Our Story to Tell
October 3, 2023
As I relax here in a cabana near Cabo San Jose in Baja, California, I’m letting myself do one of my favorite forms of relaxation: thinking.
Being unencumbered by the noise of everyday life frees me to just sit and think. About work. About environmental health. About life.
About Lt. General Russel Honoré.
The comments he gave at the 2023 AEC in New Orleans still sit with me. I think about his colorful, if not inappropriate, presentation about responding to Hurricane Katrina, saving New Orleans, and fighting the bureaucracy.
I think about his unabashed ability to get the job done without apology. For example, telling the jewelry shop owner leaving town in their Cadillac that he’d watch over their jewelry shop from vandals—when in reality he had no such intention. His goal following Hurricane Katrina was to save lives, not jewelry.
We in environmental public health must do the same. Say things to appease our politicos or the public, but in reality, focus on one goal: saving lives. We’re not here to save jewelry, to make certain every restaurant succeeds, to ensure public water sources are cheap, or to promote body art. We’re not here to get politicians reelected. Our goal is not to have the public love us.
Our job is to save lives. And we have been famously successful in saving lives. Pasteurizing milk has saved thousands of babies. The infant mortality rate was almost 20% in this country before pasteurization. Environmental health made it less than 1%.
Diseases from drinking water once devasted communities. Death from Cholera was once common. Sewage and unsanitary waste disposal caused outbreaks.
Foodborne illness was once common. It is now rare.
Even more recent problems—such as lung disease caused by asbestos, cancer caused by radon, lead in paint and water pipes, respiratory hazards from wildfires, and mold hazards from flooding—are examples that our work and efforts save lives.
In short, environmental public health saves lives.
This thought leads me to the second point I took from General Honoré’s speech: Do the impossible.
Environmental health does the impossible on a daily basis. We make sure that the 990 million meals eaten daily in this country are safe. The estimated 1 billion meals eaten every day in this country do not lead to foodborne outbreaks. The millions of meals eaten in restaurants do not lead to outbreaks of norovirus. The meat eaten does not carry foodborne pathogens. The fruits and vegetables can be eaten raw, in their most nutritious state, without carrying bacteria or other contaminants.

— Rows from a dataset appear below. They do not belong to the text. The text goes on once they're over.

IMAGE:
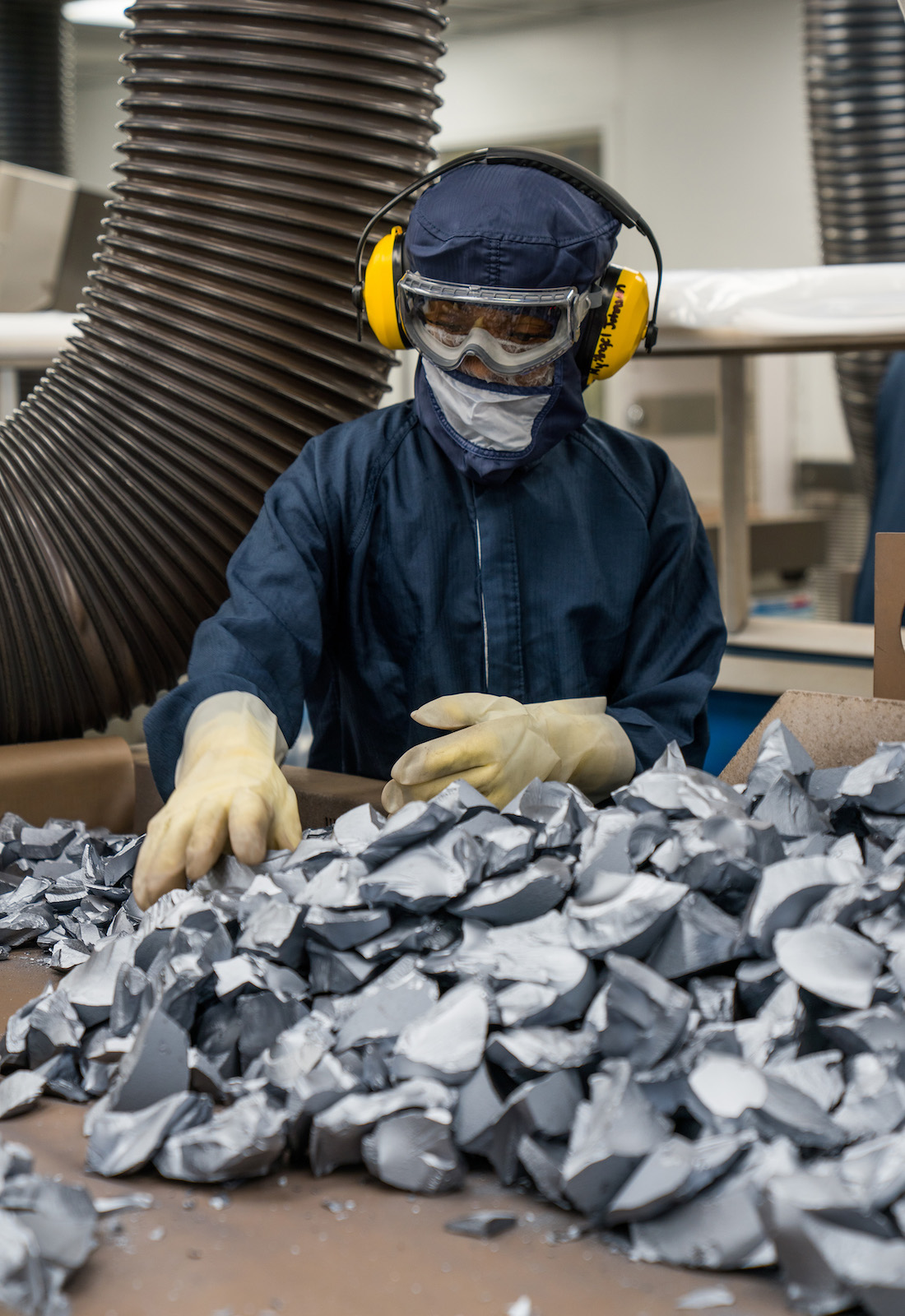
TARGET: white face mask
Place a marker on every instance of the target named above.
(481, 416)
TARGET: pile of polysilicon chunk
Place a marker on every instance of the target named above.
(679, 1015)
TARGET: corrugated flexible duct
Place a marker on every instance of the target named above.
(856, 72)
(219, 336)
(35, 85)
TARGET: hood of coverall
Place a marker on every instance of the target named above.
(505, 227)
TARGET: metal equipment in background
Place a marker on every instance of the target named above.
(219, 333)
(856, 78)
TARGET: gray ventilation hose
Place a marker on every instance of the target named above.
(856, 72)
(220, 335)
(35, 85)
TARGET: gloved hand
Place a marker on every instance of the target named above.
(503, 745)
(228, 787)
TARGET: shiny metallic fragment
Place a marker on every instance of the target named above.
(483, 1224)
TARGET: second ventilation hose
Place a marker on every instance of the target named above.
(219, 335)
(856, 74)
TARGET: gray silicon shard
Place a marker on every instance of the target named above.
(788, 809)
(262, 1019)
(336, 971)
(674, 1173)
(525, 1052)
(876, 1030)
(875, 1096)
(423, 879)
(545, 1107)
(61, 1217)
(91, 986)
(20, 1091)
(358, 828)
(483, 1224)
(415, 1152)
(779, 753)
(681, 791)
(790, 1112)
(720, 1230)
(336, 886)
(294, 1054)
(327, 1083)
(632, 920)
(788, 1208)
(132, 999)
(15, 1160)
(336, 1136)
(726, 1087)
(879, 782)
(638, 1012)
(157, 1065)
(241, 1142)
(54, 1026)
(557, 809)
(45, 842)
(448, 1041)
(830, 1267)
(478, 1112)
(714, 998)
(832, 962)
(346, 928)
(755, 984)
(875, 1170)
(423, 936)
(121, 865)
(700, 936)
(616, 840)
(560, 999)
(819, 1076)
(516, 898)
(505, 844)
(276, 932)
(787, 892)
(612, 1133)
(544, 1162)
(413, 826)
(387, 1004)
(26, 1283)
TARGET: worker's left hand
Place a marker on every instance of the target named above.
(499, 745)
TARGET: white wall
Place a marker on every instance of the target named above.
(701, 112)
(703, 118)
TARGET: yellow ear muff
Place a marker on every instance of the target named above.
(380, 276)
(620, 322)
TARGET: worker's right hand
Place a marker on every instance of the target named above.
(229, 790)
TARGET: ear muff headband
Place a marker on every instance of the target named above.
(547, 162)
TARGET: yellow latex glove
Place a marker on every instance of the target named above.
(229, 787)
(499, 745)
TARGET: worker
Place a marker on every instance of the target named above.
(536, 585)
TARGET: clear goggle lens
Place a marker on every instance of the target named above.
(507, 333)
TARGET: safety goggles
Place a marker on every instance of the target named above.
(509, 329)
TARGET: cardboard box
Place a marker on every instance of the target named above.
(104, 782)
(836, 730)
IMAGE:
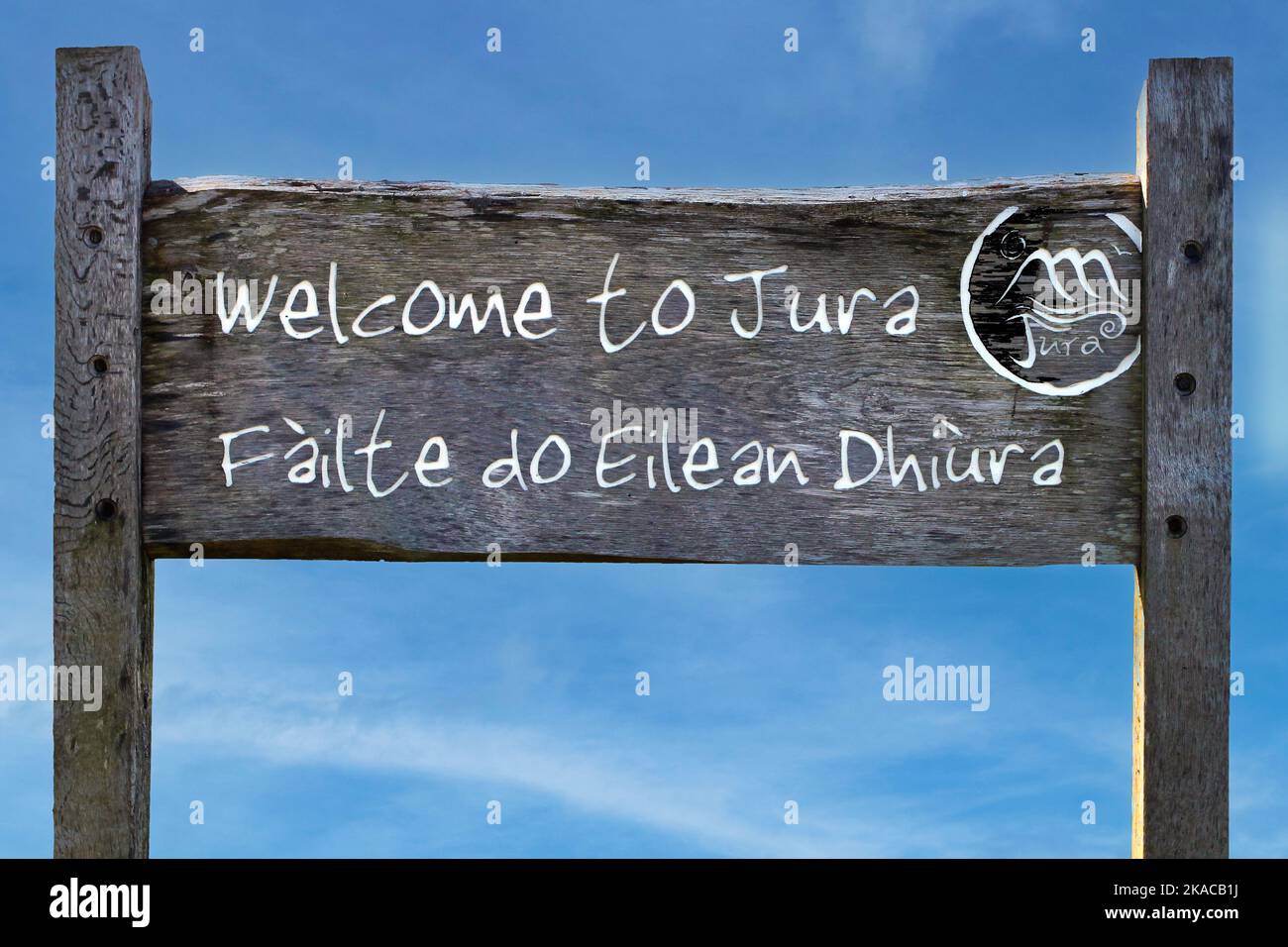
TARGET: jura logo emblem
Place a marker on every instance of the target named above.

We make sure water is safe. From tap water to well water, it is environmental public health that ensures the water is disease-free, clean, and safe to drink. We come up with the standards, apply the research, enforce the requirements, and ensure that water is safe.
We make sure that businesses can operate without causing health hazards. For example, our work ensures that body art studios can perform piercings safely, that the inks used in tattooing do not cause problems, that the needles used in the industry are sanitary and do not cause infection, and that subdermal implants are safe and do not leach toxins into the body.
Our work ensures that novel food operations—including food trucks, push carts, eating raw foods such as fruits and vegetables and seafood, or any number of the new ways to serve retail foods—are safe and do not cause outbreaks.
None of these achievements were possible 150 years ago. Some mark the start of the sanitarian movement in the U.S. when an army of sanitarians wearing white uniforms marched through New York City in the 1880s proclaiming that waste and rubbish were no longer acceptable in that city. Before then, it was accepted that babies will die from drinking cow’s milk, that people risked trichinosis if they ate ham, and that even the freshest-tasting water could be contaminated with cholera.
These risks were an acceptable part of life. They were perceived to be impossible to eliminate them.
Environmental public health said otherwise. We were the ones who said it was possible to ensure infants can drink milk safely. That food can be produced safety, even raw fruits, vegetables, and seafood. That drinking water from any source can be free from waterborne pathogens.
We made the impossible happen. We make the impossible happen daily. We will make the impossible happen tomorrow.
We have a story to tell—A positive story that every elected official, appointed board member, and public health leader in this country must hear.
And they will hear this story.
That is the goal of our association and our Government Affairs program.